Despite his absence from the political scene for the past decade, he remains an enduring and beloved symbol of the struggle against racism.
“He’s like a father to me … There is no more apartheid, black and white can go to the same places,” said Princess Nopuhle, a student, aged 18, in Johannesburg’s Mandela Square.
As he has receded from public life, critics say his ruling African National Congress (ANC) has lost the moral compass he bequeathed it when he stepped down as president in 1999.
Under such leaders as Mandela, Walter Sisulu and Oliver Tambo, the ANC gained wide international respect when it battled white rule.
LEADER OF “GOLDEN PERIOD”
Once the yoke of apartheid was thrown off in 1994, it began governing South Africa in a blaze of goodwill from world leaders who viewed it as a beacon for a troubled continent and world.
Almost two decades later, this image has dimmed as ANC leaders have been accused of indulging in the spoils of office, squandering mineral resources and engaging in power struggles.
Mandela has been criticised for not doing enough to prevent an HIV/AIDS epidemic and for making political compromises in the transition from apartheid that led to the black majority being still largely excluded from the benefits of the country’s mineral wealth.
But his achievement in leading South Africa out of apartheid and averting all-out racial war is seen as eclipsing this.
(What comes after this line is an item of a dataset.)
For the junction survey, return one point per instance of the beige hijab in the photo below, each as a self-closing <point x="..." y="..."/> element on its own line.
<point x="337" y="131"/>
“Amongst most South Africans, he is associated with a so-called ‘golden period’ of the end of apartheid and the beginning of the new democratic state. He represents all of the best of that, including the reconciliation,” said Nic Borain, an independent political analyst.
Mandela was in hospital briefly earlier this month for a check-up and spent nearly three weeks in hospital in December with a lung infection and after surgery to remove gallstones.
That was his longest stay in hospital since his release from prison in 1990 after serving almost three decades for conspiring to overthrow the apartheid government.
Mandela has a history of lung problems dating back to when he contracted tuberculosis as a political prisoner.
Many South Africans said they felt the country’s problems had worsened since Mandela withdrew from active politics.
“There was more peace and freedom when he was running it. Now the splits have come back again,” said Natascha Roberts, taking pictures of her family in front of a towering statue of Mandela at the Sandton City mall in suburban Johannesburg.